So I want to search the wikipedia database for some keywords and then extract the text that the relative pages have to then use for a tf-idf module to later on implement in a text classification program. I am currently looping through a pandas dataframe with all the keywords and then searching the wikipedia database for the respective keywords, but I am getting an error saying the webpage does not exists.
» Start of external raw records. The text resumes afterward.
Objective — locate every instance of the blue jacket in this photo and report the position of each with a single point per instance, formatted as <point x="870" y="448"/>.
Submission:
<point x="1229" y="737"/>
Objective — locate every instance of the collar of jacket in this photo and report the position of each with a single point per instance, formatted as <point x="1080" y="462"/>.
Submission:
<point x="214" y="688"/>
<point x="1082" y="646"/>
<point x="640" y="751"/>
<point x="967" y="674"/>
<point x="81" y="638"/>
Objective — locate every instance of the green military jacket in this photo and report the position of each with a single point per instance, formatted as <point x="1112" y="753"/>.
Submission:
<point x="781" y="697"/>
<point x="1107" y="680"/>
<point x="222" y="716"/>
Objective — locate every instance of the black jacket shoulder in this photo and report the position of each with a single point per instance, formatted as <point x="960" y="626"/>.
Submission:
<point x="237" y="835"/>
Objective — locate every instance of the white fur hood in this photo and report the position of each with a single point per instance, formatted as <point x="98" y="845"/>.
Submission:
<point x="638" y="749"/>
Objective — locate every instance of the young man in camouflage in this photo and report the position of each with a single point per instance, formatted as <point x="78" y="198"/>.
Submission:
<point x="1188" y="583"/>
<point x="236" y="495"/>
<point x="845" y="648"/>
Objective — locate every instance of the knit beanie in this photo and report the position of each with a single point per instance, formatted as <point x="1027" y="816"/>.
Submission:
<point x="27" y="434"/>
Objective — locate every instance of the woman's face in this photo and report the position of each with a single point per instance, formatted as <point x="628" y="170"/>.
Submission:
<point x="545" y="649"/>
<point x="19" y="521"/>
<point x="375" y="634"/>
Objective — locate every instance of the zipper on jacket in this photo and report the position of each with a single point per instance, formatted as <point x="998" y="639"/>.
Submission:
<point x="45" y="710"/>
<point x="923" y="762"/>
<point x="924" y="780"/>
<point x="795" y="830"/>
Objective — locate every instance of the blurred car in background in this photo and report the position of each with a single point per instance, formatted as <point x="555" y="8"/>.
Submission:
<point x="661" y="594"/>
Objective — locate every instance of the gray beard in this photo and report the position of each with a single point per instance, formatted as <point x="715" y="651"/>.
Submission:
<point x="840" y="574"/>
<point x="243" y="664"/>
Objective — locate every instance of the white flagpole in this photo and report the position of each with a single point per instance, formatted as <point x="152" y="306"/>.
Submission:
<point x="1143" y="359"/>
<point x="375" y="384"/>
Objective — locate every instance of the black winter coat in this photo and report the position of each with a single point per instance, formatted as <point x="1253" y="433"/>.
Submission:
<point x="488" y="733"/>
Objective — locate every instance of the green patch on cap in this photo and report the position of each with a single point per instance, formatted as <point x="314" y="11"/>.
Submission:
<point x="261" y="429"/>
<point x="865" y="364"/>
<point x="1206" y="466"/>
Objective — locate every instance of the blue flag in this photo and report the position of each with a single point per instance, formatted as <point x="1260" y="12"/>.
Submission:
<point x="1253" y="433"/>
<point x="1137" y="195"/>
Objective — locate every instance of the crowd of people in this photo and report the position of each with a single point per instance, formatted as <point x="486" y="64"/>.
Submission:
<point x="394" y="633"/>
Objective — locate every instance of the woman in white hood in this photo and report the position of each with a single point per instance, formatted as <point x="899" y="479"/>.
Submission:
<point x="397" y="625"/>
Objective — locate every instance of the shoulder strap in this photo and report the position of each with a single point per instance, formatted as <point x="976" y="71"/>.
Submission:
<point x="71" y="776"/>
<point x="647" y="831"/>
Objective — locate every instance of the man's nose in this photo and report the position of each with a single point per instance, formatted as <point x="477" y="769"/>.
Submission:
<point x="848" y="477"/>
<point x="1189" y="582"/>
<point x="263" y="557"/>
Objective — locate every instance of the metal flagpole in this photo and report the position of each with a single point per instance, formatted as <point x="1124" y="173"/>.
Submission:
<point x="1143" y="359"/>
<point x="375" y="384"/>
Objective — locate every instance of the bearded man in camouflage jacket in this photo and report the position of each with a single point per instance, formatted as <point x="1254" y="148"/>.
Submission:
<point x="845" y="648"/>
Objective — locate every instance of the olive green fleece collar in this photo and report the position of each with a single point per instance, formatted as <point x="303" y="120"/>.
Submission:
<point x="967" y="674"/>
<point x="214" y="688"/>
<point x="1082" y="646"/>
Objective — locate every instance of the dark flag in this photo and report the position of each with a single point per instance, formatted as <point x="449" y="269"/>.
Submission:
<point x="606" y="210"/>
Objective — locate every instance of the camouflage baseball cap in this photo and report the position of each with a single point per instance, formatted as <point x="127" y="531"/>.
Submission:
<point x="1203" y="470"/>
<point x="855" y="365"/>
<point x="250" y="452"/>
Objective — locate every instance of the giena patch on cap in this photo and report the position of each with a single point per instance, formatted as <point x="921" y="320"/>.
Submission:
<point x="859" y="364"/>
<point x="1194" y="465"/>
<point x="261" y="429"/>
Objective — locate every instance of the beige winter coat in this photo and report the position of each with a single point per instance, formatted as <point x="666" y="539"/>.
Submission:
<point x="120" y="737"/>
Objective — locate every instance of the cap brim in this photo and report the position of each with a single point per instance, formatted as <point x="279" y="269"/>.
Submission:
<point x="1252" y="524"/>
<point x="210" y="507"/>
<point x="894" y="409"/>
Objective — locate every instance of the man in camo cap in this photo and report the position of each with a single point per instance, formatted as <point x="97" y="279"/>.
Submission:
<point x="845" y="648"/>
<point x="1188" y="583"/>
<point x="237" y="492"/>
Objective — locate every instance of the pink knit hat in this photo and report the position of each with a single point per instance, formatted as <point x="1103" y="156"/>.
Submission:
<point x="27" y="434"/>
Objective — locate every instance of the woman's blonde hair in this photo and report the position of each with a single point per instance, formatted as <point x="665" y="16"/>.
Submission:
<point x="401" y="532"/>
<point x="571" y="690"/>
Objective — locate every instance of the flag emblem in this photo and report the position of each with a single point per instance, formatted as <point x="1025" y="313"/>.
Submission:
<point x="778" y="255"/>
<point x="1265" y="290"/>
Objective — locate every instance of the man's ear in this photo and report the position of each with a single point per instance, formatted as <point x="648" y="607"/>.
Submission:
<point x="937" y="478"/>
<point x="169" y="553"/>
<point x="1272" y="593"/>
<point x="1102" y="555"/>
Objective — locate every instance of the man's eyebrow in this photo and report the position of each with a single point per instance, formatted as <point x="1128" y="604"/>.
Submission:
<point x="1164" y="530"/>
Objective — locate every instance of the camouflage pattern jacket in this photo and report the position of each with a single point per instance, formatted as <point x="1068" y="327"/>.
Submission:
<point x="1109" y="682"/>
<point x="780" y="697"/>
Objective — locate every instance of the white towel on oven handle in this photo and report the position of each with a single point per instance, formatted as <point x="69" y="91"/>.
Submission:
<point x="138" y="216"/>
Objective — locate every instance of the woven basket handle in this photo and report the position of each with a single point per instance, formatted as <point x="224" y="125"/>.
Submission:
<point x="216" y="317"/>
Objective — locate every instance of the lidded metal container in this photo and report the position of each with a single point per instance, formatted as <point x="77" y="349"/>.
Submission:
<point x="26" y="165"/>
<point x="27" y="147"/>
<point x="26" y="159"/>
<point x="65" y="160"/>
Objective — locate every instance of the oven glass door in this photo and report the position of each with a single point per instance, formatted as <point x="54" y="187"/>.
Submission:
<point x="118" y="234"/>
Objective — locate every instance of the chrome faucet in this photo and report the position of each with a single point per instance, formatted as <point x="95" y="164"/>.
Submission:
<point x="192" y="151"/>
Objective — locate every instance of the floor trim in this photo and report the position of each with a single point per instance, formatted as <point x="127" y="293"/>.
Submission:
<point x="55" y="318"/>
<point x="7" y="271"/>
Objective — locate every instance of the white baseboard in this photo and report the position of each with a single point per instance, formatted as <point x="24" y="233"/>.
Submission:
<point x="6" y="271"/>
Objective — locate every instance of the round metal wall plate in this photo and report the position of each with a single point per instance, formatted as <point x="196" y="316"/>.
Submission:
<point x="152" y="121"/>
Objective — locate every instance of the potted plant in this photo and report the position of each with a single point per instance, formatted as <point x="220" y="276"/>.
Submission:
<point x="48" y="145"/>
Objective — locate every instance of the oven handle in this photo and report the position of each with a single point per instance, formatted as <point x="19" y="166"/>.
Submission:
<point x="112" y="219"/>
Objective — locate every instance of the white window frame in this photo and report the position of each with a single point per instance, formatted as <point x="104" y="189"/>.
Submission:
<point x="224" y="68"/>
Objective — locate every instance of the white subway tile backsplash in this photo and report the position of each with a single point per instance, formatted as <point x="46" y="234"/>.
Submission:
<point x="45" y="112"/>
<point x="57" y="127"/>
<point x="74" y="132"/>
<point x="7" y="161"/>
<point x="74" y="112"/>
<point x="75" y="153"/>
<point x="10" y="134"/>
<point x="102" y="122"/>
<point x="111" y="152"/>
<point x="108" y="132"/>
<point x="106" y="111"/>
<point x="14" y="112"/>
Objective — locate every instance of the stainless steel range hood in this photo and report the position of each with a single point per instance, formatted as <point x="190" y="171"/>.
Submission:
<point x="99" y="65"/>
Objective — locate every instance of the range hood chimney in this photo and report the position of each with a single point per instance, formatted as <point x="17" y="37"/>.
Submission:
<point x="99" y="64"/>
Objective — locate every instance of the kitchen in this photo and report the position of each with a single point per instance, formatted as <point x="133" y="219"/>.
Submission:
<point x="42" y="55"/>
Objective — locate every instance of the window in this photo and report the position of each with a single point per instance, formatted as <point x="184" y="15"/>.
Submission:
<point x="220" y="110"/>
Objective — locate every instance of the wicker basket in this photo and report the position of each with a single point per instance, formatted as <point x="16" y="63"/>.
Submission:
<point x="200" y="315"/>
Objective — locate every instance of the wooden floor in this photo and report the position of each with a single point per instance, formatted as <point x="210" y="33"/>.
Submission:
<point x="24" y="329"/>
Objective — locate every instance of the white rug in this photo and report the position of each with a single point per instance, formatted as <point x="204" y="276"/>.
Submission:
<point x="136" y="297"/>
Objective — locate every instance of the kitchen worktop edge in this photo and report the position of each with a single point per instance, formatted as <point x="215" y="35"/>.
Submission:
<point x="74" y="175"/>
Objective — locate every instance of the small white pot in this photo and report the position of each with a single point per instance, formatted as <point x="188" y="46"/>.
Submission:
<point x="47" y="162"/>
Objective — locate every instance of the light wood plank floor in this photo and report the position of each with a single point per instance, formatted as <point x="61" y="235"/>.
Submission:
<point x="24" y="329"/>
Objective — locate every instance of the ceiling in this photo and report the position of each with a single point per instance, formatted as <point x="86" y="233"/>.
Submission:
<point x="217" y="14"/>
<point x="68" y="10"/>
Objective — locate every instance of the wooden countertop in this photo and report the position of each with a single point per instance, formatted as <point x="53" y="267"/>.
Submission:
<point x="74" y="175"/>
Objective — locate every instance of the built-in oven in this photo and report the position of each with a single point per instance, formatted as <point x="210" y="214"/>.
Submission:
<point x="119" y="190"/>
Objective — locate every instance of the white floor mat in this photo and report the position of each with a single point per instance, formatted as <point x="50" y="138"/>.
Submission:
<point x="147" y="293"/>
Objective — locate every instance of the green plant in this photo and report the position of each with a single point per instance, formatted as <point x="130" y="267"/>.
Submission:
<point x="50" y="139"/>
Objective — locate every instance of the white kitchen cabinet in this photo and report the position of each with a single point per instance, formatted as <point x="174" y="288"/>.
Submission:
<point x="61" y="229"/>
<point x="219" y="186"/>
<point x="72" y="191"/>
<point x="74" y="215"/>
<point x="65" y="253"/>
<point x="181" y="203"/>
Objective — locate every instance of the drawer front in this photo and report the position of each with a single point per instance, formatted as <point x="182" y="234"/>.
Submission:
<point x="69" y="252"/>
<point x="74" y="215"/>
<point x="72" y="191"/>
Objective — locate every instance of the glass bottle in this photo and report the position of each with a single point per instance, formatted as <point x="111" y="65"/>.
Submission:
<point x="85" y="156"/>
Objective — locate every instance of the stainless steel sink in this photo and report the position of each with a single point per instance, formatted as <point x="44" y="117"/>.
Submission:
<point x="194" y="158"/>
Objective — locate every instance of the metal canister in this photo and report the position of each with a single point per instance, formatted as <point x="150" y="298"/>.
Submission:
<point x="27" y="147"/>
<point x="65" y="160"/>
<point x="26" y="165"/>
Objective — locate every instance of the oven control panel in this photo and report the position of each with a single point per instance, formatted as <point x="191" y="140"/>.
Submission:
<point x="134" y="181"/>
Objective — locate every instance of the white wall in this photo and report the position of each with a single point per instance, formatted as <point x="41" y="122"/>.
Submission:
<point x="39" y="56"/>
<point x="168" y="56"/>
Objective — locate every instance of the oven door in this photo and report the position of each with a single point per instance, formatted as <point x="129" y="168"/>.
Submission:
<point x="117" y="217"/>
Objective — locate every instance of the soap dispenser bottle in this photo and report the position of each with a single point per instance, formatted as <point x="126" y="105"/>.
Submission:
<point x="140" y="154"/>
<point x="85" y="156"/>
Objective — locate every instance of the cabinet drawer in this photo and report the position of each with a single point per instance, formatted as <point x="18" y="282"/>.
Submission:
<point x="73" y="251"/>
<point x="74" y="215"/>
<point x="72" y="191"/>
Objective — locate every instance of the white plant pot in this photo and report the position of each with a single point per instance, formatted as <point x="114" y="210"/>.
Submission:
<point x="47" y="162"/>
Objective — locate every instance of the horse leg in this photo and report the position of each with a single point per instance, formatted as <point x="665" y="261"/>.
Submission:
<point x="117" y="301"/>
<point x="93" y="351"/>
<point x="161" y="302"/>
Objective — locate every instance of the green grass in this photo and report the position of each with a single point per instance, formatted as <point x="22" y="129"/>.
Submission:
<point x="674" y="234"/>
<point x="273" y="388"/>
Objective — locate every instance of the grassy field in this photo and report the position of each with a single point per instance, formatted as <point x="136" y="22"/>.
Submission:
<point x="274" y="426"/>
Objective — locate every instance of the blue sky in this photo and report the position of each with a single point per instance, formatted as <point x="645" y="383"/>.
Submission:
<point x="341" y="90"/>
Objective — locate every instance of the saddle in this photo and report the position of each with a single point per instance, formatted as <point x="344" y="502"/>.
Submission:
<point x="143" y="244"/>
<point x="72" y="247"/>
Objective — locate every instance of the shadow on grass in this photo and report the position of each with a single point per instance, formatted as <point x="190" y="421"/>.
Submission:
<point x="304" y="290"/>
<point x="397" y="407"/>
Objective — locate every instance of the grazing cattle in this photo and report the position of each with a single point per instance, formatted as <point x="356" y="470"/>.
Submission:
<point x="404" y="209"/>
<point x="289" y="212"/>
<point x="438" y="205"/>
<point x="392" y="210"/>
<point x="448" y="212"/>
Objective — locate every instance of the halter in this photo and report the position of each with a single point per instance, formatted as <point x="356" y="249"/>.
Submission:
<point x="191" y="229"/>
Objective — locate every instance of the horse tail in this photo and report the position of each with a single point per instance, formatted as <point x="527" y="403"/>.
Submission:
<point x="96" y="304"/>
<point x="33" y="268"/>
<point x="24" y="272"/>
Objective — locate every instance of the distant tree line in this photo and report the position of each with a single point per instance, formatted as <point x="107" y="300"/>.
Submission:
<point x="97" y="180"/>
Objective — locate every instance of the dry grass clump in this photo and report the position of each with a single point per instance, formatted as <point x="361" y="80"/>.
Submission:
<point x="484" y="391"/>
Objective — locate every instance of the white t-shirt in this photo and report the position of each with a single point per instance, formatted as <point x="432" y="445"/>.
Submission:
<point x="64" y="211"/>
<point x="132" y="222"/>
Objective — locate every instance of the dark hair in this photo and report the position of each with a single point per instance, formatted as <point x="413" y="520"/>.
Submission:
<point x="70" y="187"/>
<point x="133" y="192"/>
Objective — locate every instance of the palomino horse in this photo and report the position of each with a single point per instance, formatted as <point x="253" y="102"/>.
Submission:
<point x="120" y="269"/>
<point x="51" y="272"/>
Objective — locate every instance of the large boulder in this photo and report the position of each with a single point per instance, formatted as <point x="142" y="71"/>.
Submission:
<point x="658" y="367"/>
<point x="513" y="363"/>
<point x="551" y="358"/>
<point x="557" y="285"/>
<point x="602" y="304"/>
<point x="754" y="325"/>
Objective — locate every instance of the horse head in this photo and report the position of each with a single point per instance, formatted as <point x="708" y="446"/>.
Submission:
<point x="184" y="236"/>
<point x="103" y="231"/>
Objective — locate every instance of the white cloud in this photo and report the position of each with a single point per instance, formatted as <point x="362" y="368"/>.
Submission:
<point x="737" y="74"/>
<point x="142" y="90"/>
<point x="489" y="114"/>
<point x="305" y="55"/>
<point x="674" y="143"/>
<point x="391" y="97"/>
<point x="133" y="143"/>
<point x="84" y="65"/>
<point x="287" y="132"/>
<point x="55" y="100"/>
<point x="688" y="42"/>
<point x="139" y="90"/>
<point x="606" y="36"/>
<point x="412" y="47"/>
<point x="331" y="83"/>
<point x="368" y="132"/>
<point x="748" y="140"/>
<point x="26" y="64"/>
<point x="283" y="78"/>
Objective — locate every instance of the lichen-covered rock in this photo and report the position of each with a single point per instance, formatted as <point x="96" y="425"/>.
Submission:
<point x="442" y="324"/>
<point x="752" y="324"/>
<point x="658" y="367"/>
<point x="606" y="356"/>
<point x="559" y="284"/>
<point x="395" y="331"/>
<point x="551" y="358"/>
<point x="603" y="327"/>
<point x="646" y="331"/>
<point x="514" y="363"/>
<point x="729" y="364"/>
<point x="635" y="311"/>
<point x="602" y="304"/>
Here is my code:
import wikipedia
import pandas as pd
from sklearn.feature_extraction.text import CountVectorizer
df_wiki_pages=pd.read_csv(r'C:\\Users\\jason\\Downloads\\Categories.csv',usecols=[0])
df_wiki_pages = df_wiki_pages.dropna()
print(df_wiki_pages)
wikipages = []
for pages in wikipages:
tokenized_texts = []
for index, row in df_wiki_pages.iterrows():
currentRow = row['Categories']
print("Now testing: "+ currentRow)
wiki = wikipedia.page('currentRow')
It gives me this error once it loops to the keyword "Customer_advocacy": PageError: Page id "customer advocate" does not match any pages. Try another id!
I do not understand why it is searching for 'customer advocate' since my query is for 'Customer_advocacy'. I do not understand why it changes the query by itself because the page for 'Customer_advocacy' exists meanwhile the page for 'customer advocate' does not. Am I doing something wrong in my query?